Segundo a Polícia Civil, 429
policiais nomeados após 2011 não concluíram integralmente o treinamento – o
equivalente a 10% do efetivo da corporação. Outros 521 agentes recém-chamados
pelo governo nem sequer têm previsão de quando vão começar o curso. Juntos, os
que ainda não concluíram a formação correspondem a um quinto do corpo da
instituição.
Enxugamento
Formação padrão da corporação
também deve ser encurtada
O Sindicato dos Investigadores
do Paraná (Sipol) informou que a Polícia Civil também deve encurtar a duração
do curso de formação dos policiais. Os módulos passariam a somar 278 horas-aula
e seriam complementados com aulas não presenciais (on-line). De acordo com a
matriz curricular da Secretaria Nacional de Segurança Pública (Senasp), a carga
mínima indicada é se 600 horas-aula.
Crítica
“Daqui a pouco, vão querer
fazer curso por telepatia. Da forma como os cursos vêm sendo feitos, à
conta-gotas, não funciona”, disse o presidente do Sipol, Roberto Ramires.
O último curso realizado
integralmente foi concluído em 2010. Na ocasião, os módulos somaram 880
horas-aula, que se estenderam ao longo de cinco meses e meio, de acordo com o
sindicato. Desde então, os policiais nomeados participaram apenas de alguns
módulos.
Na última semana, a Gazeta do
Povo mostrou que a Polícia Civil enxugou a formação de delegados. Com a redução
da carga – de 800 para 278 horas-aula – o Paraná passou a ter um dos cursos
mais curtos do país. A corporação argumenta que a grade estava defasada e
precisava de modernização.
Promessa
Profissionais devem concluir
curso em 12 meses
A Polícia Civil espera ter
formado os 950 policiais sem treinamento dentro de 12 meses. A corporação
informou que está definindo o calendário dos novos cursos e atribuiu o atraso
ao “volume de contratações” feito para “suprir um déficit histórico que havia
de policiais no Paraná”. “A ESPC está realizando cursos de formação de forma
ininterrupta, buscando oferecer um treinamento completo a todos os policiais,
da forma mais célere possível”, diz a instituição.
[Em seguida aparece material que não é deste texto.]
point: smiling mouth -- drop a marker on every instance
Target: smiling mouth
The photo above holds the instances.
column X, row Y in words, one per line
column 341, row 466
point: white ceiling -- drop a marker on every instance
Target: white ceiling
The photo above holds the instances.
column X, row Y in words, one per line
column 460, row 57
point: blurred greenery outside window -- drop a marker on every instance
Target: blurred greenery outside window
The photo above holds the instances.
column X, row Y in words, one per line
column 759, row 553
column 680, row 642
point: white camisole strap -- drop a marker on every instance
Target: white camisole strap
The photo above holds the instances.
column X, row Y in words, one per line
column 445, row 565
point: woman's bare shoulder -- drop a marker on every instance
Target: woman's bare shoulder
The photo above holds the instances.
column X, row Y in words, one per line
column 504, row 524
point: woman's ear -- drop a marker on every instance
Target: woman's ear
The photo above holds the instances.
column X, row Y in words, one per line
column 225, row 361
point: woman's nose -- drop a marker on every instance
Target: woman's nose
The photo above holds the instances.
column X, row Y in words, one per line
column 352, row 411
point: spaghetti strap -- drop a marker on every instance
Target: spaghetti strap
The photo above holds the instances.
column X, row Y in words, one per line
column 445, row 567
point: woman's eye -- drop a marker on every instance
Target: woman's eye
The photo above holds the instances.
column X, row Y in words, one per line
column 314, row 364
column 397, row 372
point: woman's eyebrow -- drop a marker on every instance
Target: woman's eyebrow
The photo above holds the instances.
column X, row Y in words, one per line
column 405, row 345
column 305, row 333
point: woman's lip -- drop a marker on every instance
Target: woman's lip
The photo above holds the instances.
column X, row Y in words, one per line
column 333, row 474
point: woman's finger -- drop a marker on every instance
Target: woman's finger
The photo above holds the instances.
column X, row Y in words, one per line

A corporação ressalta que os
policiais que concluíram os módulos de uso legal de arma de fogo e de operação
policial “estão habilitados a exercerem as funções de investigação propriamente
ditas”. Somente após a conclusão integral do curso é que a Polícia Civil
concede uma arma da instituição ao agente.
“Voluntários”
A falta de formação dos
policiais expõe não só a precarização da preparação dos policiais, mas também a
realidade dos delegados que lecionam na Escola Superior da Polícia Civil
(ESPC). Os professores trabalham sem qualquer remuneração. “Vou por amor à
minha instituição. Estamos dando aula de graça. Trabalho voluntário para o
Estado. É mole?”, disse um delegado, professor da ESPC. Apesar de lecionarem
aos novos policiais, os delegados dizem que continuam com suas atribuições
normais, nos distritos e delegacias especializadas. “Eu tenho que dar aula, mas
continuo dando conta do mesmo número de inquéritos. Não ganho nem um suporte”,
reclamou outro delegado.
“Estamos trabalhando para
fornecer formação completa a esses policiais o mais rápido possível, dentro das
nossas condições”, garantiu o diretor da ESPC, delegado Luiz Fernando Artigas
Júnior.
Módulos
Em regra, a formação está sendo
feita aos poucos. Os novos policiais, na maioria dos casos, passam apenas pelos
módulos de tiro e operação policial. Com isso, se habilitam a portar arma de
fogo, recebem a carteira funcional e vão para as delegacias.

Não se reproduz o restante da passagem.